We are also aware that the BBC’s antagonism against Rwanda is not an outlier attitude where major Western media are concerned. We have seen similarly extremely slanted reporting from the likes of VoA, The New York Times, and many others.

Let us not mention the many French (most of them government-owned or closely influenced) media organisations as it would be naive to expect much else from that direction. But it is important for us to understand the influences that are shaping the distorted coverage of Rwanda by the likes of the BBC.

It is particularly important to try and get to the bottom of this as the role of the media in seeding and nurturing the hatred that led inexorably to the Genocide against Rwanda’s Tutsi remains indelibly etched in our consciousness.

Many of us have an irresistible sense of déjà-vu where the BBC’s Rwanda programming—as well as that of many of its major Western media counterparts—is concerned.

Of course BBC management would vehemently deny it and accuse Rwandans of over-reacting to what they will likely claim as their traditional exercise of freedom of expression and the autonomy of their programme producers and presenters.

But for us who have been victims of similar license in spreading venom and clever calls to mass murder and extermination we find it very easy to recognise the Kangura and RTLM practices in what the BBC is now unashamedly lading out on Rwanda.

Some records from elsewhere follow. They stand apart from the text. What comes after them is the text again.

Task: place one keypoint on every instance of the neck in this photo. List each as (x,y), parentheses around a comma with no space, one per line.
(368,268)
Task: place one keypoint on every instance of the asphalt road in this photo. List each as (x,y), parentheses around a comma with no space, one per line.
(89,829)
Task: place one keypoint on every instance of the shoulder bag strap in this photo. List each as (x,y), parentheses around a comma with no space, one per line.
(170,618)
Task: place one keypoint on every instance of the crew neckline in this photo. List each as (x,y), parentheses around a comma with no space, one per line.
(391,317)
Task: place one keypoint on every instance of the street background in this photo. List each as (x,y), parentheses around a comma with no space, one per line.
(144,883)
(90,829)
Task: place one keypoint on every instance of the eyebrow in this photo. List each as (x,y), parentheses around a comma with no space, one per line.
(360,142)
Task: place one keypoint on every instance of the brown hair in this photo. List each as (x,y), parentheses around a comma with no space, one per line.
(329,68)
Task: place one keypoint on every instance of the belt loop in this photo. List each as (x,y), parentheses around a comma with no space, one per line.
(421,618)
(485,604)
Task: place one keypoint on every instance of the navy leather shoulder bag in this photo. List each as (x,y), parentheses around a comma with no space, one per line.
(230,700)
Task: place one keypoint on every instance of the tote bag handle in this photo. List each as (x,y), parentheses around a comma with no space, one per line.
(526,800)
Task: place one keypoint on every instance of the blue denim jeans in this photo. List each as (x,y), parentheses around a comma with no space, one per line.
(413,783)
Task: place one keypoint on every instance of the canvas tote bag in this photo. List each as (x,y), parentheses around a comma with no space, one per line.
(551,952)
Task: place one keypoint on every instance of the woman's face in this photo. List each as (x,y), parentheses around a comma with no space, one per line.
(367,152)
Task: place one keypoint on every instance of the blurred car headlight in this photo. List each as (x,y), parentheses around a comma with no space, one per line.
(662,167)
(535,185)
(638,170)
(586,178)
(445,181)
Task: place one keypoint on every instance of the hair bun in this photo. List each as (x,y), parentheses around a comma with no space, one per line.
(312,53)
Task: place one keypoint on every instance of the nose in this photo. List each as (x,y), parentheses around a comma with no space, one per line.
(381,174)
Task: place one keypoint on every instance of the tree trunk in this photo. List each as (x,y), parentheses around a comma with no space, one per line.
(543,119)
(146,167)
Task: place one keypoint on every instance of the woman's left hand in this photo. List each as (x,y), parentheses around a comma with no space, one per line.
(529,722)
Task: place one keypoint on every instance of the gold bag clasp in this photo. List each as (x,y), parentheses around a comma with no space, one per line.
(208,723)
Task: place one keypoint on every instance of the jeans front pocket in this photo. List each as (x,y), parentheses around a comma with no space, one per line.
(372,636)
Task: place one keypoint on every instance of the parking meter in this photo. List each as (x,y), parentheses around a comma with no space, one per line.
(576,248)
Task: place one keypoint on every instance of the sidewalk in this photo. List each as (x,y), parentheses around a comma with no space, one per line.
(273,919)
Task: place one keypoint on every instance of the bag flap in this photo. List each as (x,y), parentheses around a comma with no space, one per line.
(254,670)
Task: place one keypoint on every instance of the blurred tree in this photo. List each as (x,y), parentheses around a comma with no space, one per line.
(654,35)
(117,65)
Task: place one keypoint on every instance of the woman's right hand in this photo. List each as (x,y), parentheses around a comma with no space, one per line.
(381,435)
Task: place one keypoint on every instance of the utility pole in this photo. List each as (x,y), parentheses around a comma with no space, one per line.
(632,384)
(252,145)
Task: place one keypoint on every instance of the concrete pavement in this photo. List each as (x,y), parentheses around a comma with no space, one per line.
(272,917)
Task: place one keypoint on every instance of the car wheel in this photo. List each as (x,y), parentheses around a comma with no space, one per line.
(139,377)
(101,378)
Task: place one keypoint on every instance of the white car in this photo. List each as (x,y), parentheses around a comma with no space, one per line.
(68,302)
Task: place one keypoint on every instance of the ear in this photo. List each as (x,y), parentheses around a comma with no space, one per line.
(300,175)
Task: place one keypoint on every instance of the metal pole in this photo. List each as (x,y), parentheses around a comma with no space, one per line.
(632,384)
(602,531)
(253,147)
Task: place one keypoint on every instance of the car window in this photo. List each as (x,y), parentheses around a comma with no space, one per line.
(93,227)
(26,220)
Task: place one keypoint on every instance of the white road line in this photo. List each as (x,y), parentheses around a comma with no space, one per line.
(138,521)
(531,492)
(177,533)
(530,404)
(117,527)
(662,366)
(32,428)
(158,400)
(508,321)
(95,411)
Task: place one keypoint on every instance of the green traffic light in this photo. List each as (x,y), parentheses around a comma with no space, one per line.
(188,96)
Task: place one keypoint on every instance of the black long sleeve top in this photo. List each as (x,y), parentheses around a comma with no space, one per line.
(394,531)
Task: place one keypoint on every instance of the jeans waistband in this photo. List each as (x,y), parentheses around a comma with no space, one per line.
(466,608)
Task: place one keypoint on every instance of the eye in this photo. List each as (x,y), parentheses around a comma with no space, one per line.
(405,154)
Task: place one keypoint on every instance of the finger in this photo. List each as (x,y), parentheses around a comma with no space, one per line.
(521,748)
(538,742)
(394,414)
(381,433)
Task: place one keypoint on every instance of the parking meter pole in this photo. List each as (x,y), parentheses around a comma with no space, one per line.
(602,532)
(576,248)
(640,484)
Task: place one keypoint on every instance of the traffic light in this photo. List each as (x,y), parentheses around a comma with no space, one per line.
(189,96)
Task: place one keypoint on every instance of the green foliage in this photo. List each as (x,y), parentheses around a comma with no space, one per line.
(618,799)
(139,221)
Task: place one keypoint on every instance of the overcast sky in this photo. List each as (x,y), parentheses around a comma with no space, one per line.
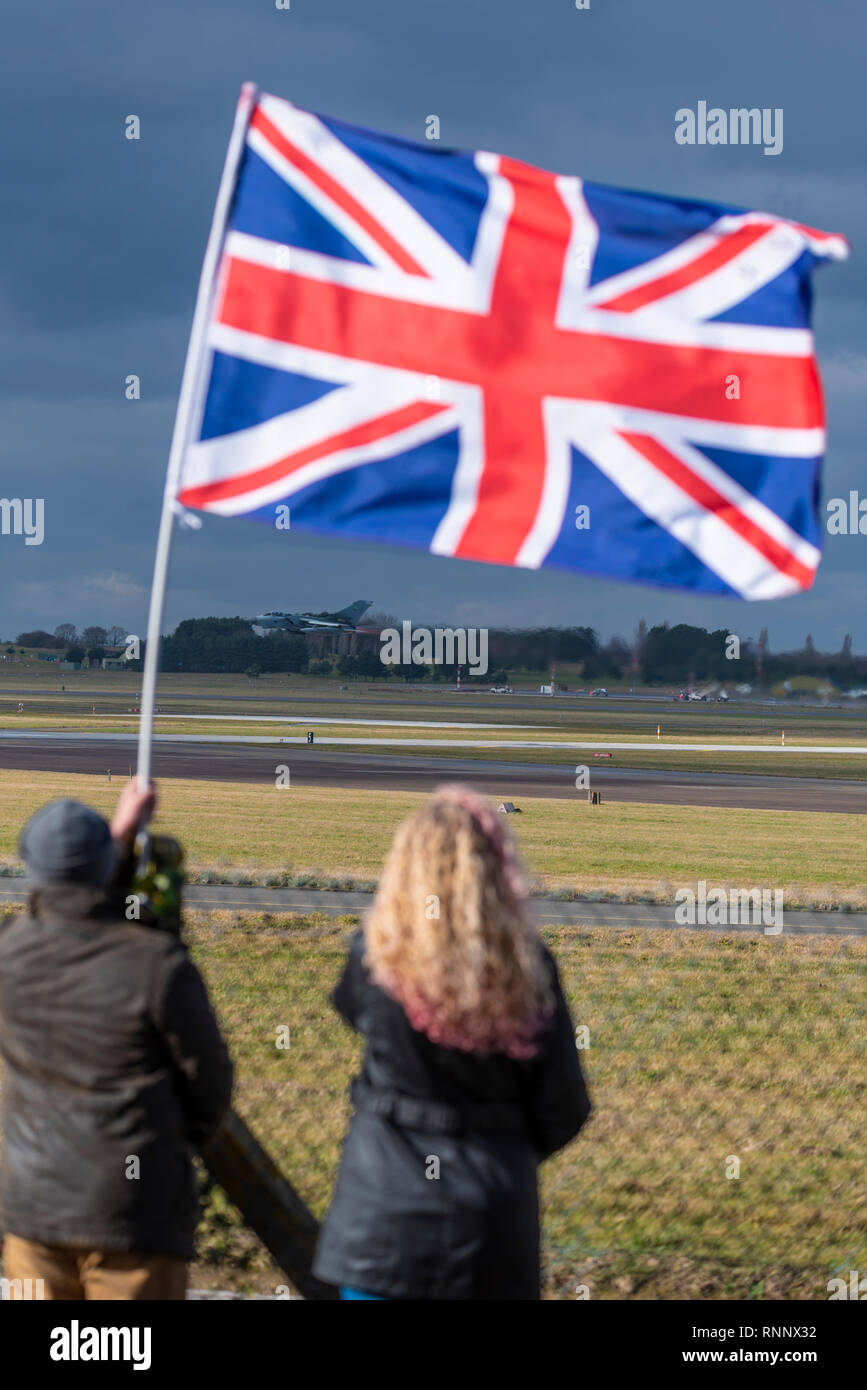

Perhaps unsurprisingly, given many of their senior Rwandan presenters, producers and editors share the ideology of the senior executives of the Rwandan media of genocide.

Let us bring everything out in the open to deprive the BBC in the future of the possibility of pleading in their defence that they did not know the dangerous and very slippery slope into genocide promotion the likes of Ally Yusuf Mugenzi were leading them.